Tim Walpole

Tim Walpole

We assume, often naively, that our personal data is used, and then deleted, and that there will be no trace of our interaction persisted.

There is not a week that goes by where the news does not have a story about how our privacy has been violated. Violated by the devices that we operate in our homes which listen to, and record, our conversations and yet, we still carry on using those devices to operate our lights, turn on our coffee machines, and in some cases even carry out banking transactions.

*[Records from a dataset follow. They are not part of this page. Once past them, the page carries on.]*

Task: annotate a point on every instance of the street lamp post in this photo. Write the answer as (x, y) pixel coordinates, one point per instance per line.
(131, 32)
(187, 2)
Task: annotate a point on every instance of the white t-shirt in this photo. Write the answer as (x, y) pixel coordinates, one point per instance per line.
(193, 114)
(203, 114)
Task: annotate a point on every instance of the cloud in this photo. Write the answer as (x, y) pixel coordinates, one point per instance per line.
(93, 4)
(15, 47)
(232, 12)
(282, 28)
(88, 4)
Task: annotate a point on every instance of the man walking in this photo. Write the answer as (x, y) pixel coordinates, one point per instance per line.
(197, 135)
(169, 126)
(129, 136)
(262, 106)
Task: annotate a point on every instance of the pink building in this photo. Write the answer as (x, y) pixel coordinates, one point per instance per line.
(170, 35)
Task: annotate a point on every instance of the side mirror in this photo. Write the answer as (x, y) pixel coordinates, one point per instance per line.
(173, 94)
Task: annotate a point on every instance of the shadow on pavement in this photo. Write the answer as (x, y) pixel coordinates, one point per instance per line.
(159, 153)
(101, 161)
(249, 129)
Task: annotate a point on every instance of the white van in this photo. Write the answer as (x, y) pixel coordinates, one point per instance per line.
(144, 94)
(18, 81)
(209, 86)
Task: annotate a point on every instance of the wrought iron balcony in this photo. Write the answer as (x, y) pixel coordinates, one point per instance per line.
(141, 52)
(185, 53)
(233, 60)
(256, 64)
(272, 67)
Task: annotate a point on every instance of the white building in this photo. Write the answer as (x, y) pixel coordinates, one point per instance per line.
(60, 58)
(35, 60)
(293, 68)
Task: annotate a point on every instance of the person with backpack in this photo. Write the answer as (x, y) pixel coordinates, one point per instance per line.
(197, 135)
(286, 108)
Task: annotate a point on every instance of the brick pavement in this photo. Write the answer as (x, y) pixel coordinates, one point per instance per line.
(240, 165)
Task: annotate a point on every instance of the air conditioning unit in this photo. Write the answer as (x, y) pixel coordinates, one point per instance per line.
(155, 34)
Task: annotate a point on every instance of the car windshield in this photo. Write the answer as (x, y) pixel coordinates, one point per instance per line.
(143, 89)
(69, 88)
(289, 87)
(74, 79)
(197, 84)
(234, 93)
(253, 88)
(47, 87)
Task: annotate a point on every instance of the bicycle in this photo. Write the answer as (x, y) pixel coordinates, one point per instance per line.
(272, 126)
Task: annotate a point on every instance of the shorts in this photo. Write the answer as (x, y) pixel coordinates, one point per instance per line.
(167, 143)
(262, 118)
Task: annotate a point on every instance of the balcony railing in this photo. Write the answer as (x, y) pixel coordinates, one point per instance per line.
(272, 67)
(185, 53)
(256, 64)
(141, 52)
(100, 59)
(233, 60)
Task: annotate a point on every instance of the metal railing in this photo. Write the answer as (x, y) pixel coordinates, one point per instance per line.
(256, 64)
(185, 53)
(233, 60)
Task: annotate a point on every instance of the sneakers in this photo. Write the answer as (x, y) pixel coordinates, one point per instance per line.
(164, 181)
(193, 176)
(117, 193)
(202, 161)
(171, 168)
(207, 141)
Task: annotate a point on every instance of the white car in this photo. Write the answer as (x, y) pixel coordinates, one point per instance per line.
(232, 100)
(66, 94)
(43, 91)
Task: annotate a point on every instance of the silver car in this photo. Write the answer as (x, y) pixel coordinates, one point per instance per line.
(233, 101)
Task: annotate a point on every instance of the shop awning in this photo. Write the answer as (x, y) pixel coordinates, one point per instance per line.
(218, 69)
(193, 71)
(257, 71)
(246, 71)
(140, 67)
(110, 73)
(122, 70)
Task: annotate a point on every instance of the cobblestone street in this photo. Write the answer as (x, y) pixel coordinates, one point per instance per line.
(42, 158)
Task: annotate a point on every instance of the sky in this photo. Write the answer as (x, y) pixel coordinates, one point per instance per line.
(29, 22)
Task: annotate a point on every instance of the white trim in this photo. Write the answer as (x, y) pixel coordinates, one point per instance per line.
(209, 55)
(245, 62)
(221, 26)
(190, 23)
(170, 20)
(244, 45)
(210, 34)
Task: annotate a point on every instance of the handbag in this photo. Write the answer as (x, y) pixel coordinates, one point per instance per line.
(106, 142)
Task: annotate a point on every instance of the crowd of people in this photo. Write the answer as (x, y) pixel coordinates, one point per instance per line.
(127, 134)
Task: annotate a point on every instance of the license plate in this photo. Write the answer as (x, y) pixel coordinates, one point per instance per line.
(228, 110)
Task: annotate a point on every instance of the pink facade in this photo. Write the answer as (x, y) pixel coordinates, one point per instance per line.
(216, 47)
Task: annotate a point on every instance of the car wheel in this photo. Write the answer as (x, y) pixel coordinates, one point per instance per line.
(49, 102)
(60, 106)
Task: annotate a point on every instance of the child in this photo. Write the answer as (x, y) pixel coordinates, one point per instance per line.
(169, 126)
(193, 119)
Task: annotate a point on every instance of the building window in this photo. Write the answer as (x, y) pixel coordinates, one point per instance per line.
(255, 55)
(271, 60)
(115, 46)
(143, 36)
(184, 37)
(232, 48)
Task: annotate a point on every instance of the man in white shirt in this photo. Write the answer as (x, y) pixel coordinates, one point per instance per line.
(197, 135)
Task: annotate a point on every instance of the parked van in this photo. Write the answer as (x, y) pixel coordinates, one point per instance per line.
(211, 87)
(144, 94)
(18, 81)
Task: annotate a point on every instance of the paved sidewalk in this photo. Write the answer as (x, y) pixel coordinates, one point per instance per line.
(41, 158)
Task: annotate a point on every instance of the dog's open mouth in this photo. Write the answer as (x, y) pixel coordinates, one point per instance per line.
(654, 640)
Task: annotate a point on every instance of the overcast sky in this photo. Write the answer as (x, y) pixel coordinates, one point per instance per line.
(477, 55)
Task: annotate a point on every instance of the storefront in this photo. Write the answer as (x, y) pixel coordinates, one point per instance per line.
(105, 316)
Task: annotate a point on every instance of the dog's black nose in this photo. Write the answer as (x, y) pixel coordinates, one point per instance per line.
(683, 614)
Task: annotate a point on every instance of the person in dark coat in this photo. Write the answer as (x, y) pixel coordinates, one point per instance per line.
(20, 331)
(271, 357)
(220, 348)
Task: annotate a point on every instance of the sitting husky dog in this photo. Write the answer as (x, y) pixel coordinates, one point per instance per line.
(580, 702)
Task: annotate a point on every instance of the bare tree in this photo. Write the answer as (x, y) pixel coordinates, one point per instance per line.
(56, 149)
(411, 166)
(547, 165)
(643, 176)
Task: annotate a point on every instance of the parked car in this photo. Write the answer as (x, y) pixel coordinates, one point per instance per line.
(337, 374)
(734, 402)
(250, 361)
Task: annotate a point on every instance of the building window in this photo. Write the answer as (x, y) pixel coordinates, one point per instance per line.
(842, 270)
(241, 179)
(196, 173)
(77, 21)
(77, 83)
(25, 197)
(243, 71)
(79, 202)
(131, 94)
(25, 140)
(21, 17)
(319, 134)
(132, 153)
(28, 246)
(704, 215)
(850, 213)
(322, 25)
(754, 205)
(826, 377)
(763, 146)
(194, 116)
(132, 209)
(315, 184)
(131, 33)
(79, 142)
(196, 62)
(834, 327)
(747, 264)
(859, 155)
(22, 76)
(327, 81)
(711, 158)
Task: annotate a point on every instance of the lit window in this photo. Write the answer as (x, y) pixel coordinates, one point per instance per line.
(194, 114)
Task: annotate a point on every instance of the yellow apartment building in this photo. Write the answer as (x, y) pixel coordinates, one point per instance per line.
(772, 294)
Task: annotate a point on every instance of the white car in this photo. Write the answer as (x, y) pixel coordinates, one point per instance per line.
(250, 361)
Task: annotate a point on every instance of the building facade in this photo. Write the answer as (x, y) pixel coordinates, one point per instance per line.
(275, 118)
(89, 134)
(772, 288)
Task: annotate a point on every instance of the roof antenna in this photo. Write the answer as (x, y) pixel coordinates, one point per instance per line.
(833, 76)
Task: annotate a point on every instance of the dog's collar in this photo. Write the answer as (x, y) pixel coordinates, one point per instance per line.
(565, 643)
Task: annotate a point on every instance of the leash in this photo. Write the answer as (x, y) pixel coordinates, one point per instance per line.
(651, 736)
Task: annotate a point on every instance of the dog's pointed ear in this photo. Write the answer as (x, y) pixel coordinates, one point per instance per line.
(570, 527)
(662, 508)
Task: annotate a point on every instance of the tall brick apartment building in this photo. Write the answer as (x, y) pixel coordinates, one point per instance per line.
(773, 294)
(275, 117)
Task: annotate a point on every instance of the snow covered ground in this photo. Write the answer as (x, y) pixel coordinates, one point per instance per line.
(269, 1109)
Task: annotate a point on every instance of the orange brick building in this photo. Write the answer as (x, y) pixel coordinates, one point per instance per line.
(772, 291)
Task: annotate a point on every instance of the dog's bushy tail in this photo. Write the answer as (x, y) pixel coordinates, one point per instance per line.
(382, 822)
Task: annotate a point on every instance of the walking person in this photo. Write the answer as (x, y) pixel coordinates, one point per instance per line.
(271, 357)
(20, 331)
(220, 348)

We happily, unknowingly or unwittingly give away our private, personal data and conversations assuming that the organisations that run these services are trustworthy and will properly protect our personal data. We assume, often naively, that our personal data is used, and then deleted, and that there will be no trace of our interaction persisted.

“Apple contractors regularly hear confidential medical information, drug deals, and recordings of couples having sex, as part of their job providing quality control, or ‘grading”, the company’s Siri voice assistant.” – The Guardian, July 2019.

However, behind the scenes, we find that our data is far from secure.  We find that our data is passed to numerous cloud-based service without being anonymised.   These services include:

  • Natural language understanding – To try and identify what we said
  • Sentiment analysis – To understand how we may be feeling.
  • Text to speech – To respond in a human like voice.

“We only annotate an extremely small sample of Alexa voice recordings in order improve the customer experience. For example, this information helps us train our speech recognition and natural language understanding systems, so Alexa can better understand your requests, and ensure the service works well for everyone.” – CNet, July 2019.

We also find that organisations are sending our personal un-anonymised data to cloud-based analytics services to understand how the service is performing.  Once the data gets to these services, our personal data may be used for model training and in some cases is even being reviewed by humans (often external contractors) in an attempt to improve the underlying service.

“Google stated that contractors listen to amount to about 0.2% of all recordings, and that user account details aren’t associated with any of them.“ – CNet, July 2019.

So, as we get used to sharing more information with conversational AI interfaces (voice based or text based), how can we do in a way that protects our privacy and personal conversations and how can we use advanced AI services like natural language and sentiment analysis without having our data compromised?

We need to radically rethink how we deliver such services, starting with prioritising our privacy, and start using privacy first AI solutions that put the confidentiality of customers data first.

In order to understand what would be involved in putting together a 100% privacy first conversational AI service, let’s look at the components that are needed in order to facilitate a conversation, either using voice, or text-based entry (such as a chatbot).

Hotword (or wake word) detection allows a device to listen for either single or multiple words then, once the hotword has been recognised, start processing any further input.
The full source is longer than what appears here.